En dépit de "recettes fiscales record", le gouvernement n'arriverait pas à "gérer convenablement l'argent des citoyens". Weidel invoque pour cela les "entraves de l'idéologie verte, de la migration de masse de gauche et de la redistribution socialiste". Le vice-chancelier et ministre des Finances Lars Klingbeil (SPD) prévoit de contracter l'an prochain "500 milliards d'euros" de nouveaux emprunts. Weidel juge cela "manifestement contraire à la Constitution". Le gouvernement fédéral pousserait l'Allemagne vers la "faillite de l'État". Le pays perdrait chaque mois 12 000 emplois dans l'industrie et de nombreuses entreprises envisageraient de délocaliser.

Weidel : seuls le secteur public et l'industrie de l'asile croissent

Selon Weidel, "le secteur public et l'industrie de l'asile" sont les seuls "secteurs en croissance en Allemagne". La cheffe de l'AfD appelle les députés à regarder à gauche et à droite. "L'un des deux ne sera plus assis là lors de la prochaine législature, quand Friedrich Merz en aura fini avec eux."

En Allemagne, plus d'un million de réfugiés vivraient alors même que leur demande d'asile a été rejetée plus d'une fois. Weidel exige leur expulsion. Les citoyens souffriraient, selon elle, des conséquences de la migration. Ils devraient vivre avec des "rues devenues dangereuses et une criminalité en hausse, l'augmentation massive des délits sexuels et de violence, et plus de 750 viols collectifs par an".

Alice Weidel, coprésidente de l'AfD, au Bundestag, le 9 septembre 2026
Alice Weidel, coprésidente de l'AfD, au Bundestag, le 9 septembre 2026 (c) Copyright 2026, dpa (www.dpa.de). Alle Rechte vorbehalten

Alors que les États-Unis tenteraient de mettre fin à la guerre en Ukraine, l'Allemagne durcirait la "propagande de guerre, la confrontation avec la Russie et romprait jusqu'aux derniers ponts afin de détourner l'attention de son propre bilan politique catastrophique".

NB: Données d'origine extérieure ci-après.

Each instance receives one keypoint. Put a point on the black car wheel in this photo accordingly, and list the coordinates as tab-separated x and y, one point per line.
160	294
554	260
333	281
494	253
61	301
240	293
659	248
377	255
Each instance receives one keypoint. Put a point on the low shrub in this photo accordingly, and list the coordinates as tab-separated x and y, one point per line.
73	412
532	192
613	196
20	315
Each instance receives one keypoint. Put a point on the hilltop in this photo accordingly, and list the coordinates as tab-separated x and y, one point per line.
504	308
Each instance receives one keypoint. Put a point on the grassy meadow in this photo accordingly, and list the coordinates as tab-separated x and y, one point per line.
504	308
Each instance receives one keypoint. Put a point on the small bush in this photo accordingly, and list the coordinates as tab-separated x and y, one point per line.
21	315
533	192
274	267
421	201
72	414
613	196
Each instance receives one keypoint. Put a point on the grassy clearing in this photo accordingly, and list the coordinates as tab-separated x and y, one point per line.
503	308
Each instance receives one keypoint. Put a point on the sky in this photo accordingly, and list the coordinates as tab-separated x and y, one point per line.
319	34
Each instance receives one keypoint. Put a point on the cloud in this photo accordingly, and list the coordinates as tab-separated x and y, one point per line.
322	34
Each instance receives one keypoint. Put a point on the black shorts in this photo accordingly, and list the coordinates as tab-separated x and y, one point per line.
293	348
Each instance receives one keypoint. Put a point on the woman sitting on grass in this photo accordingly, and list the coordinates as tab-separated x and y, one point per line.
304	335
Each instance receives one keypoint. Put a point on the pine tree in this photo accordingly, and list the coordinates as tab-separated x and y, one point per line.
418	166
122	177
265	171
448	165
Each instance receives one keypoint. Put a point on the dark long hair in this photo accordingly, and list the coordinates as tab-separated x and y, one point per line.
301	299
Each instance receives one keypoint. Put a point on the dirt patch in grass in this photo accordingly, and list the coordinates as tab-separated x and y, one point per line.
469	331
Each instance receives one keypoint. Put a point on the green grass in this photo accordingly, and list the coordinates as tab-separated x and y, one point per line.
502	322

La "soi-disant transition énergétique", comme l'a appelée Weidel, entraînerait l'Allemagne dans "l'abîme" et serait l'une des principales raisons de la faiblesse de son économie. Les centrales nucléaires allemandes, sûres et bon marché, auraient été détruites. En conséquence, les prix de l'énergie auraient augmenté.

Weidel : l'Allemagne a les prix de l'énergie les plus élevés

En contrepartie de taxes élevées, les Allemands se retrouveraient avec "les prix de l'énergie les plus élevés de tous les pays industrialisés, des infrastructures en déliquescence et un État de plus en plus dysfonctionnel".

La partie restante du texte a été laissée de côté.